What struck me was the way large issues could be addressed by invoking the everyday, and the way text and image could work to support one another, and often against each other, in a productive way. A serious conversation, for instance, could be made less threatening and more approachable when juxtaposed with a humorous, or more lighthearted, visual. And a horrifying or intense image could be absorbed more effectively when accompanied by text that played it down. It had the opposite effect of romanticizing or aestheticizing the people and places in the story. It also had the dual effect of presenting a straight up story with a running commentary of sorts, only I didn’t have to keep shifting to the footnotes below, I just had to learn to read it differently. Research has shown that when people read comics, they often look at the entire page before starting to read it in a traditional linear way. They study the setting, the colours, the style, and the characters before they read even one word. And that’s what makes comics different. They tell a story that can unfold panel by panel, but they can also show multiple points of view, a complex world, and past/present/future simultaneously on one page. This “simple” format requires a pretty sophisticated set of decoding skills from readers, moving up and down and across panels to piece together the story in an active form of reading.

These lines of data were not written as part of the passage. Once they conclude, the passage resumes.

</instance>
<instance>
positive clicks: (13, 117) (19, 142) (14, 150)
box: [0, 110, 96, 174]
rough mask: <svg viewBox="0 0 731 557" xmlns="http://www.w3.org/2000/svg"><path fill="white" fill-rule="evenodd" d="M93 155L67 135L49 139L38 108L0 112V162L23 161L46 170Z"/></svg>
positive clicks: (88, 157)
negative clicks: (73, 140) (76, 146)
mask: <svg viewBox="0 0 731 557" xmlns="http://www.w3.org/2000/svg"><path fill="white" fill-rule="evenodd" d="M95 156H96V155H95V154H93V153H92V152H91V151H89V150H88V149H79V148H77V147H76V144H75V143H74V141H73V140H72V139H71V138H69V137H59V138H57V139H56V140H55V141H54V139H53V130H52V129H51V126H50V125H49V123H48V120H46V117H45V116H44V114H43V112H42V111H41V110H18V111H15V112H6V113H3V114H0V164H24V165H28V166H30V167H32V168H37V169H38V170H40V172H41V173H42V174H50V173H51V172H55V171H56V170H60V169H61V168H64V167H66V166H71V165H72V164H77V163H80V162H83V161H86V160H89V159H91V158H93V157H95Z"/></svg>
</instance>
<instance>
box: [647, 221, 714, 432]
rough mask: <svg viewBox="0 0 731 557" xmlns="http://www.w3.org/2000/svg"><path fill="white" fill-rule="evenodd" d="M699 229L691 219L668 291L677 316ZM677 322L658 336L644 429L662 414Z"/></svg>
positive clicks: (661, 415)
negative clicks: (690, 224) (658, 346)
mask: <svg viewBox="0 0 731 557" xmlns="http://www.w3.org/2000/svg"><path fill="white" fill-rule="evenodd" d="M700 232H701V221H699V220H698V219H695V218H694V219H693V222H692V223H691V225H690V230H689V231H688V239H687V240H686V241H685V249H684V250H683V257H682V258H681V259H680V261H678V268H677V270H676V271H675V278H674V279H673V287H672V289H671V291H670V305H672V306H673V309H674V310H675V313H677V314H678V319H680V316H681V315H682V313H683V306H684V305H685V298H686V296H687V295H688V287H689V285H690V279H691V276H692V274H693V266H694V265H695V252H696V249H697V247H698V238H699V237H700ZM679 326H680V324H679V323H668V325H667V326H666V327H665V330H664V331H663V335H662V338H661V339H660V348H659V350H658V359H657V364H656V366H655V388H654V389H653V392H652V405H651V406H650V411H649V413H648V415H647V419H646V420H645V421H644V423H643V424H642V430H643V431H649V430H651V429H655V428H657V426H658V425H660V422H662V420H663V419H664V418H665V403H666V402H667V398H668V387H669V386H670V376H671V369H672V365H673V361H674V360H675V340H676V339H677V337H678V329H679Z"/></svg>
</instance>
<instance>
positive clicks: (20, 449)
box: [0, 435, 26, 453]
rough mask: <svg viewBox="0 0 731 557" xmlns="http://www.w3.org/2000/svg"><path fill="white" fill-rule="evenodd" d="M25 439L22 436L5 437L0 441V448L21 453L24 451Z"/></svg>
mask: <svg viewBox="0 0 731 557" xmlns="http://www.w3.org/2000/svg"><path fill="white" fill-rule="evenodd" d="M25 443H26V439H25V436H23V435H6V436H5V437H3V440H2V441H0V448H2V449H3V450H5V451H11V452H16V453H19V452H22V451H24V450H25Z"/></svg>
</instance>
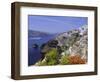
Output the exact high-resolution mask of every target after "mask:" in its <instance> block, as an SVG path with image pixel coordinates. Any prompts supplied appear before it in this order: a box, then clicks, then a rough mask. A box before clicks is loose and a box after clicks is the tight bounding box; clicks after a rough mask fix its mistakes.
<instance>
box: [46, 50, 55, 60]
mask: <svg viewBox="0 0 100 82" xmlns="http://www.w3.org/2000/svg"><path fill="white" fill-rule="evenodd" d="M46 58H47V59H49V60H52V59H56V58H57V49H55V48H52V49H51V50H50V51H49V52H48V53H47V54H46Z"/></svg>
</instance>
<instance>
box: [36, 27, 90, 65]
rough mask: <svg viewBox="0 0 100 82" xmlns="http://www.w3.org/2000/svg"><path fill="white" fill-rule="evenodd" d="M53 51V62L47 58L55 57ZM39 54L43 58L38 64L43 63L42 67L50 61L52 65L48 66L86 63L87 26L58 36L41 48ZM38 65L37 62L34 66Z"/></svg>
mask: <svg viewBox="0 0 100 82" xmlns="http://www.w3.org/2000/svg"><path fill="white" fill-rule="evenodd" d="M53 51H55V52H56V56H55V60H52V57H49V56H51V55H52V56H54V55H55V54H53ZM51 52H52V53H51ZM41 53H42V54H43V58H42V60H41V61H39V63H42V62H45V64H44V63H42V65H47V64H48V61H49V63H51V62H50V61H51V60H52V61H53V63H52V64H50V65H57V64H81V63H86V62H87V53H88V29H87V25H84V26H82V27H80V28H79V29H73V30H71V31H68V32H64V33H61V34H58V35H57V37H56V38H54V39H53V40H51V41H49V42H47V43H45V44H43V46H41ZM49 58H51V60H49ZM54 62H55V63H54ZM39 63H38V62H37V63H36V65H40V64H39ZM48 65H49V64H48Z"/></svg>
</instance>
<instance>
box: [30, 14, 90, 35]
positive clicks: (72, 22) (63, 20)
mask: <svg viewBox="0 0 100 82" xmlns="http://www.w3.org/2000/svg"><path fill="white" fill-rule="evenodd" d="M87 22H88V18H87V17H69V16H38V15H29V16H28V28H29V29H31V30H35V31H41V32H49V33H61V32H66V31H68V30H71V29H75V28H79V27H81V26H83V25H86V24H87Z"/></svg>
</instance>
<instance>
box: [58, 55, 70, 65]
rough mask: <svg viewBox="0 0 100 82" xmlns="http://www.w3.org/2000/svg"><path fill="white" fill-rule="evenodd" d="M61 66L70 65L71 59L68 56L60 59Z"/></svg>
mask: <svg viewBox="0 0 100 82" xmlns="http://www.w3.org/2000/svg"><path fill="white" fill-rule="evenodd" d="M60 64H61V65H66V64H69V58H68V56H67V55H63V56H62V57H61V59H60Z"/></svg>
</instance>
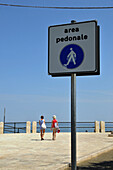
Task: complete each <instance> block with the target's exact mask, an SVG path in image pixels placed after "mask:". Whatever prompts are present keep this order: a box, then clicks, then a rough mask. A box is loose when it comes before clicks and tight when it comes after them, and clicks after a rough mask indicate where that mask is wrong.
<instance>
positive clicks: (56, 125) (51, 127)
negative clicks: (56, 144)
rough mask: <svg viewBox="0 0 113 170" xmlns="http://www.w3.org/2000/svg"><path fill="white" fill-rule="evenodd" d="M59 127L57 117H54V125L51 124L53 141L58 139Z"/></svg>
mask: <svg viewBox="0 0 113 170" xmlns="http://www.w3.org/2000/svg"><path fill="white" fill-rule="evenodd" d="M57 127H58V121H57V120H56V116H55V115H54V116H53V120H52V124H51V130H52V129H53V140H55V139H56V131H57Z"/></svg>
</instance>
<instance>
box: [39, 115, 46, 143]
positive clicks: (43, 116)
mask: <svg viewBox="0 0 113 170" xmlns="http://www.w3.org/2000/svg"><path fill="white" fill-rule="evenodd" d="M39 125H40V136H41V140H44V134H45V129H46V125H45V120H44V116H41V119H40V120H39Z"/></svg>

More recently, my infatuation with comics seems to have transformed into a long-term commitment. It’s not exclusive (I’m still very happy to read straight up fiction and non-fiction, and in fact, I often find reading a novel less taxing than reading comics), but I’m pretty confident in our connection, so much so that I have wanted to introduce comics to my friends, and most especially, my anthropology friends. Yes, I’ve been coming out as a comics fan in recent years, extolling the virtues of the format and how it might fit really well with ethnography to every anthropologist who will lend me his or her ears. Amazingly, almost everyone I have talked to can see the potential and is excited about the idea. If they were once skeptical of comics, they aren’t any longer. They know that anthropologists have been exploring the power of the visual, in particular photography and film, for a long time now. The focus has moved from documentary realism to understanding photography as both a method and a fiction of sorts, which has liberated it to be used in more creative and experimental ways. And comics, it seems, offer an opportunity to do something similar but with a different kind of potential. What does it mean to draw during fieldwork rather than take photographs? How would a visual artist document what he or she saw during fieldwork? What is it about the combination of text and visuals that would allow for less visible elements of fieldwork to be captured? What about re-presenting fieldwork ethically? What kind of imagination do comics encourage and how can they be rendered imaginatively but rigorously? And what pedagogical and communicative advantages do comics offer?
So sharpen your pencils, grab your doodling pads, and let’s head out on this Graphic Adventure in Anthropology together.